Pharmaceuticals (Therapeutic Medications)
Sleep Aids

  1. Code of Federal Regulations
    • First-Class Airman Medical Certificate: 67.113(c)
    • Second-Class Airman Medical Certificate: 67.213(c)
    • Third-Class Airman Medical Certificate: 67.313(c)
  2. Medical History: Use of sleep aids is a potential risk to aviation safety due to effects of the sleep aid itself or the underlying reason/condition for using the sleep aid.

    All the currently available sleep aids, both prescription and over the counter, can cause impairment of mental processes and reaction times, even when the individual feels fully awake. (As examples, see the Food and Drug Administration drug safety communications on zolpidem and eszopiclone.)

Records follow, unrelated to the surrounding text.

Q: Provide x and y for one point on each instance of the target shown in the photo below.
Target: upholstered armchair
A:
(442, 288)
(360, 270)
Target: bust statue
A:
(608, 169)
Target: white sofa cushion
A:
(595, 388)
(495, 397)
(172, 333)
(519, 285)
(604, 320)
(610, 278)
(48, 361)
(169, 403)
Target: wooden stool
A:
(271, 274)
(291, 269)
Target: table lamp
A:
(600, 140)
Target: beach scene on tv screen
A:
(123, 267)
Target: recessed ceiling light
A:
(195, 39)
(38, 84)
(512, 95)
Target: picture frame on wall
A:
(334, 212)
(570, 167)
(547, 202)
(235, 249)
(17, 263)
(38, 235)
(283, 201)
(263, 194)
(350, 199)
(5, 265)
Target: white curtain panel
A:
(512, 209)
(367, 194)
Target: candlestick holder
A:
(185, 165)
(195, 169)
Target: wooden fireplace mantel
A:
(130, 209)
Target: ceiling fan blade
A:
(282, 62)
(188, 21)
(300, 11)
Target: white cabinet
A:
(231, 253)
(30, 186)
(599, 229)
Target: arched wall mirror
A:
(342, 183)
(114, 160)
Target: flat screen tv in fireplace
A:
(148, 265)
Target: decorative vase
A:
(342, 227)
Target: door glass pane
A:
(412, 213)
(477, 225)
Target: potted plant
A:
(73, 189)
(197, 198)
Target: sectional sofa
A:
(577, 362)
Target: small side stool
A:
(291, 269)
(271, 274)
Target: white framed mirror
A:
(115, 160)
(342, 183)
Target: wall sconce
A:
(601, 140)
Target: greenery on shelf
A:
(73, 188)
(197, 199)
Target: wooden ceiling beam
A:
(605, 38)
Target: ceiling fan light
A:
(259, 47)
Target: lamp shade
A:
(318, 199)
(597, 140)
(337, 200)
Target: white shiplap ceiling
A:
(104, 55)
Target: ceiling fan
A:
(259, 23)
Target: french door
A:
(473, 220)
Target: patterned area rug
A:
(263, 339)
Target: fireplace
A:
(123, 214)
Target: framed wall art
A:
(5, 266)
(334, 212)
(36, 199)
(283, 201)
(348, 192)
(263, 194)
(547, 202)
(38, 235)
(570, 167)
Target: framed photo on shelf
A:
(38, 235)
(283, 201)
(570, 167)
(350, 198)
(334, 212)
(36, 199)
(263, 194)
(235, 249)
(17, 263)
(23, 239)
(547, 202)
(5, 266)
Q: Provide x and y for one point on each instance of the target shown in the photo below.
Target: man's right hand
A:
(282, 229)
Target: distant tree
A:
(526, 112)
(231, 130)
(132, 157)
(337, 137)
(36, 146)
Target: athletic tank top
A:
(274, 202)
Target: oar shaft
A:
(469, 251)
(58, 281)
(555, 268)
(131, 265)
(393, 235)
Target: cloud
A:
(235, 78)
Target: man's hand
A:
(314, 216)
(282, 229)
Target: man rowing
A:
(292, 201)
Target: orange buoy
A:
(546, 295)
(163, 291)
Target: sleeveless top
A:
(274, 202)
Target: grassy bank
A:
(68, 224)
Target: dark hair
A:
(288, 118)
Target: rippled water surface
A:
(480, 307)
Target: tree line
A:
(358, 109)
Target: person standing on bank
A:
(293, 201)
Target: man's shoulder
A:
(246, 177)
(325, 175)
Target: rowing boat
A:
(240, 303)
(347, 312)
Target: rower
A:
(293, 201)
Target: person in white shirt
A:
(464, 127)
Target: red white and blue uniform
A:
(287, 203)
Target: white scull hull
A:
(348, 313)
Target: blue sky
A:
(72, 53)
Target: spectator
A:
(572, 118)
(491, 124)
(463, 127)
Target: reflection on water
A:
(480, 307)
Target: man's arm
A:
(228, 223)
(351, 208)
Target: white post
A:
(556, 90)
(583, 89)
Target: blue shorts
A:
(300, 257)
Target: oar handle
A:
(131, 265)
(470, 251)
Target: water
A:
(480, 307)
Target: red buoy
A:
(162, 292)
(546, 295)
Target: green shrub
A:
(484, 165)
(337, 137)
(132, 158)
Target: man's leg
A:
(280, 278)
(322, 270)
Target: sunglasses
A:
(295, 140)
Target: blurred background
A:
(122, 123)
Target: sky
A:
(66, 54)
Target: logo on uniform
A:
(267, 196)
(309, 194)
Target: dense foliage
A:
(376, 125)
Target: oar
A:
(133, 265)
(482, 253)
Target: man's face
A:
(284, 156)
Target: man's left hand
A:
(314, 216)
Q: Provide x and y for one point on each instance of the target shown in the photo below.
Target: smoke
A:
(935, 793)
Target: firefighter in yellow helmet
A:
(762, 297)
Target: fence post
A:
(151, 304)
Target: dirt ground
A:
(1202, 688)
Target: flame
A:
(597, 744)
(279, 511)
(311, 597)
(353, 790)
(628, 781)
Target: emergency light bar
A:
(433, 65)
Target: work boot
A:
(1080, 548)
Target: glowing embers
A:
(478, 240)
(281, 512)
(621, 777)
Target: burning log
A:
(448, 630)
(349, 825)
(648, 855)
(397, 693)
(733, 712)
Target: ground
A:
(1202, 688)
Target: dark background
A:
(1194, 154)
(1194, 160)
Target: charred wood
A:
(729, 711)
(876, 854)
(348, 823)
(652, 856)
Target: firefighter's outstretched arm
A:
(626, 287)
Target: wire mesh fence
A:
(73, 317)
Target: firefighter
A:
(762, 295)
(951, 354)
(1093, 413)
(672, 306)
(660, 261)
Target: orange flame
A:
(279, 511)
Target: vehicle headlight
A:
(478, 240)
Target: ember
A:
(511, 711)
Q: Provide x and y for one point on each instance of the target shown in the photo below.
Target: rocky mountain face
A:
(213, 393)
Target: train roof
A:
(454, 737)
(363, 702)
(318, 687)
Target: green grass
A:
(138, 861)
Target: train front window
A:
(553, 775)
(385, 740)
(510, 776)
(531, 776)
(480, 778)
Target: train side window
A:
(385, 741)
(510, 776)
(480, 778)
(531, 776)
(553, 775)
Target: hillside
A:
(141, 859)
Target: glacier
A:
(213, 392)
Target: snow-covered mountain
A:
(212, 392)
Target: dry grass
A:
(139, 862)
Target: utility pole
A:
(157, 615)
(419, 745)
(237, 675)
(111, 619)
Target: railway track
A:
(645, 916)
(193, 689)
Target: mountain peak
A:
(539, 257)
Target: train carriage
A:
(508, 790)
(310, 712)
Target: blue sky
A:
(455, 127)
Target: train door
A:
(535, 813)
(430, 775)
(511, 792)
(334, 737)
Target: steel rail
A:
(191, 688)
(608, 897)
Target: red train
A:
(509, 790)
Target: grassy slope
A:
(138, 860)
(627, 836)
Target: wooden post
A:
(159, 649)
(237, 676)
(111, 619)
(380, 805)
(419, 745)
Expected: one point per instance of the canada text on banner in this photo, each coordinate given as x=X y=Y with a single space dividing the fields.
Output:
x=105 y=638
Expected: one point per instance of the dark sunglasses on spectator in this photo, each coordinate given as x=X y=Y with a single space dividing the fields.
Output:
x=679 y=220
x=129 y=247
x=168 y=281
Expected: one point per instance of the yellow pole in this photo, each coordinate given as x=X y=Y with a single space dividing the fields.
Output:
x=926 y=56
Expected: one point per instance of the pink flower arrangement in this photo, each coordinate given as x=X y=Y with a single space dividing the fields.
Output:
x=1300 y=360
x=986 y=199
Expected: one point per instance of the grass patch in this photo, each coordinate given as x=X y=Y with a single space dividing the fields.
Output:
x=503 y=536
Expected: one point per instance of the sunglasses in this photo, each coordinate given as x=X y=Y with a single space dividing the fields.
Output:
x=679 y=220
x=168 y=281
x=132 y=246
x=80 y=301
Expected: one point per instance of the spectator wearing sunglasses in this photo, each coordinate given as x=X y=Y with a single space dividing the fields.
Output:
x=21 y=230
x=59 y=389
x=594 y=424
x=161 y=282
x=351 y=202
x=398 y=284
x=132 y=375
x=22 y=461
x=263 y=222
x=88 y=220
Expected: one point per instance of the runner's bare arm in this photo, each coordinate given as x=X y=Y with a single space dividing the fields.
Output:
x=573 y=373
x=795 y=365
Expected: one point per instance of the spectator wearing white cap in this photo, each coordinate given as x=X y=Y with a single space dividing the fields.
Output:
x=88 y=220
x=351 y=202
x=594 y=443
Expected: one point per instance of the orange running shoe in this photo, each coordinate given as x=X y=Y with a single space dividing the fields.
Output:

    Medical conditions that chronically interfere with sleep are disqualifying regardless of whether a sleep aid is used or not. Examples may include primary sleep disorders (e.g., insomnia, sleep apnea) or psychological disorders (e.g., anxiety, depression). While sleep aids may be appropriate and effective for short term symptomatic relief, the primary concern should be the diagnosis, treatment, and resolution of the underlying condition before clearance for aviation duties.

    Occasional or limited use of sleep aids, such as for circadian rhythm disruption in commercial air operations, is allowable for pilots. Daily/nightly use of sleep aids is not allowed regardless of the underlying cause or reason. See Pharmaceutical Considerations below.
  3. Aeromedical Decision Considerations: N/A
  4. Protocol: N/A
  5. Pharmaceutical Considerations: Because of the potential for impairment, we require a minimum wait time between the last dose of a sleep aid and performing pilot duties. This wait time is based on the pharmacologic elimination half life of the drug (half life is the time it takes to clear half of the absorbed dose from the body). The minimum required wait time after the last dose of a sleep aid is 5-times the maximum elimination half life. The table below lists several commonly prescribed sleep aids along with the required minimum wait times for each.
  6. Trade Name Generic Name Required minimum waiting time after last dose before resuming pilot duties
    Ambien zolpidem* 24 hours
    Ambien CR zolpidem (extended release) 24 hours
    Edluar zolpidem (dissolves under the tongue) 36 hours
    Intermezzo zolpidem (for middle of the night awakening) 36 hours
    Lunesta eszopiclone 30 hours
    Restoril temazepam 72 hours
    Rozerem ramelteon 24 hours
    Sonata zaleplon 12 hours
    Zolpimist zolpidem (as oral spray) 48 hours

    * NOTE: The different formulations of zolpidem have different half-lives, thus different wait times.